An SSL/TLS certificate is used to secure the data transmission between a user’s browser and the website’s server. When most people talk about these certificates, they’re referring to server certificates, which are used to authenticate servers to clients. However, what if you need to perform client authentication, meaning that you want to authenticate the client to the browser? This is where two way SSL certificates (or “2 way SSL”) come in handy.

Why would I need to use this other type of certificate? Because when both of these types are certificates are used, it facilitates mutual authentication between both parties.

There is one very important thing to know: Unlike a standard SSL certificate, a two way SSL certificate is actually known as a personal authentication certificate (PAC).

But before we jump into exploring the meaning of both of these SSL types, you first must be familiar with how the HTTPS connection is made. So, let’s have a quick review:

How SSL Authentication Works (A Brief Overview)
  • The website owner buys an SSL certificate for their domain name(s) and sends an unsigned certificate with their public keys to the certificate authority (CA).
  • The CA verifies the identity and domain ownership of the applicant by following a validation process. After successful validation, the CA issues an SSL certificate for the domain, ties the server’s public key to the certificate and signs it with its own intermediate root certificate.
  • When a browser (client) tries to connect to a website, the SSL handshake process takes place.
  • Once the SSL handshake process is over, the browser generates a session key and encrypts it using the public key attached in the server’s SSL/TLS certificate.
  • The session key reaches to the server. The server decrypts it using the corresponding private key.
  • Now, this session key is used for encrypting and decrypting all the data transferred between a server and the browser.

The reason we have highlighted the word “SSL handshake process” here is because in the one-way SSL and the 2 way SSL, only the type of certificate that’s used and the SSL handshake process itself differs. All the other steps remain the same.

Now that you know the basics, let’s proceed further to explore the meaning, working style, and usage of the one-way SSL and two way SSL authentication processes.

How One-Way SSL Authentication Works with a Traditional SSL/TLS Certificate

Let’s start with the SSL certificate you’re most familiar with. In all the communications, there are two endpoints involved, the browser and the website it’s connecting to (i.e., a client and server). In one-way SSL authentication, only the identity of one endpoint — the server — is verified. When you try to open a website, your browser authenticates the legitimacy of the website’s server by checking the site’s SSL certificate. One-way SSL certificates are also known as server authentication certificates.

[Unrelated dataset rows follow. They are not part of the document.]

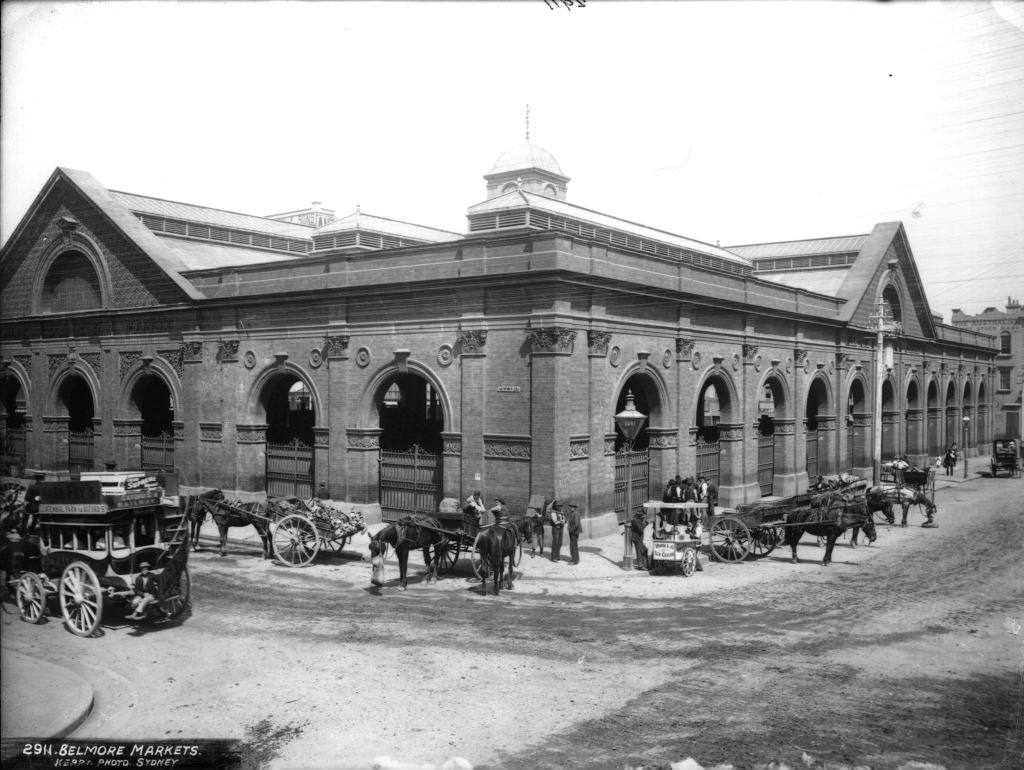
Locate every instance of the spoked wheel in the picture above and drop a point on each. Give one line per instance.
(296, 541)
(729, 540)
(764, 540)
(31, 597)
(446, 554)
(477, 561)
(177, 598)
(689, 562)
(81, 598)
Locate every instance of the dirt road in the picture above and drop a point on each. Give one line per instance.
(906, 651)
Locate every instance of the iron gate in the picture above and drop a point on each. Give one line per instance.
(81, 451)
(632, 481)
(812, 455)
(411, 481)
(290, 469)
(709, 459)
(158, 452)
(766, 464)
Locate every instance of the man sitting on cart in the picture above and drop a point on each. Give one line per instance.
(143, 592)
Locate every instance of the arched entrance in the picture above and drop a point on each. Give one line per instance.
(890, 420)
(856, 427)
(13, 428)
(771, 404)
(911, 422)
(934, 439)
(152, 398)
(412, 462)
(952, 416)
(633, 458)
(817, 444)
(75, 398)
(290, 420)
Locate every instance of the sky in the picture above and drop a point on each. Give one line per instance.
(725, 122)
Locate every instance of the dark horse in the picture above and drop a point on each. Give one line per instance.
(409, 532)
(496, 544)
(226, 515)
(828, 520)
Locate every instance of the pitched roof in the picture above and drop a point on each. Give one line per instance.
(519, 199)
(360, 221)
(207, 215)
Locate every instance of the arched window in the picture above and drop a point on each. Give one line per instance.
(71, 285)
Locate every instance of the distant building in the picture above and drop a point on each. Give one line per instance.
(1008, 329)
(398, 364)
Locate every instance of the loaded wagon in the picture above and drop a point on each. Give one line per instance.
(94, 535)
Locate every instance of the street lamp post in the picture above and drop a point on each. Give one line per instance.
(629, 421)
(967, 423)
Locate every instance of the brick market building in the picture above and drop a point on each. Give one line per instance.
(381, 361)
(1008, 329)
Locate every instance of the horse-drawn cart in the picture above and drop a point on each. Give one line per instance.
(676, 543)
(296, 529)
(94, 536)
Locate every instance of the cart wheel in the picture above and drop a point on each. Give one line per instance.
(764, 540)
(295, 541)
(729, 540)
(446, 554)
(177, 598)
(31, 598)
(477, 561)
(689, 562)
(81, 598)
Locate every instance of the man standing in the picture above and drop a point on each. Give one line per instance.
(637, 526)
(557, 519)
(574, 526)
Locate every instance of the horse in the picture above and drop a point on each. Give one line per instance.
(828, 520)
(226, 515)
(409, 532)
(497, 544)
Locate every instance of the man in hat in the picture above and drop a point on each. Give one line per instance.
(557, 519)
(143, 592)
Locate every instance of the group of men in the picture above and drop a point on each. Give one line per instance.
(559, 516)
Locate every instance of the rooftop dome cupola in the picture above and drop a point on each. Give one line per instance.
(529, 168)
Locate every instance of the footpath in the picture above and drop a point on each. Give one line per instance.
(28, 682)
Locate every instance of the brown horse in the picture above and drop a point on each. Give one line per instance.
(228, 514)
(496, 544)
(409, 532)
(828, 520)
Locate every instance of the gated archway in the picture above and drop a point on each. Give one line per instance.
(857, 418)
(412, 463)
(13, 428)
(151, 397)
(75, 399)
(818, 460)
(291, 415)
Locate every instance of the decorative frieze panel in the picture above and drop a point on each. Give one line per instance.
(684, 348)
(471, 341)
(126, 360)
(663, 438)
(452, 444)
(507, 446)
(336, 346)
(597, 342)
(212, 432)
(579, 447)
(251, 433)
(227, 351)
(366, 439)
(551, 340)
(175, 358)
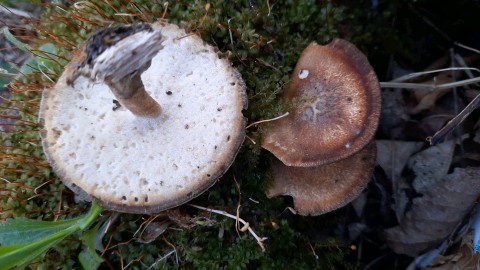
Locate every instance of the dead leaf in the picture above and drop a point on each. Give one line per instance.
(153, 231)
(431, 165)
(437, 213)
(463, 259)
(393, 155)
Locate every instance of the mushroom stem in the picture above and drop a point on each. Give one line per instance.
(130, 92)
(117, 56)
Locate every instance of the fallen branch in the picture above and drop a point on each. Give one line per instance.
(223, 213)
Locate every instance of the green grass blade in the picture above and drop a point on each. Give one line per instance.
(18, 255)
(22, 231)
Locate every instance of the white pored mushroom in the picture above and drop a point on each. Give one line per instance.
(142, 137)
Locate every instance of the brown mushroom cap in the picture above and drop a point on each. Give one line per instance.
(324, 188)
(145, 165)
(340, 107)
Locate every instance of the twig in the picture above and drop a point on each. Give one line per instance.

Let’s understand how the SSL handshake process takes place in one-way SSL authentication:

  1. When a user attempts to connect to a website on their web browser, the browser tries to establish an HTTPS connection to the website’s server. It sends the supported cipher suites to the server in the ClientHello process.
  2. The server responds by sending its public certificate (i.e., the SSL/TLS certificate) to the browser.
  3. The browser checks whether the certificate is legitimate (i.e., not expired or revoked), supporting the latest algorithms, properly configured, etc.
  4. After that, the browser checks the validity of the CA’s signature from its pre-installed root store.
  5. If everything seems fine, the SSL handshake process completes, and the browser generates the session key.

As you read above in the entire SSL handshake process, only the server’s SSL certificate is verified. Basically, this process enables the browser to ensure that it’s connecting to the right website’s server, and that all of the data is routed to the intended site only via a secure connection.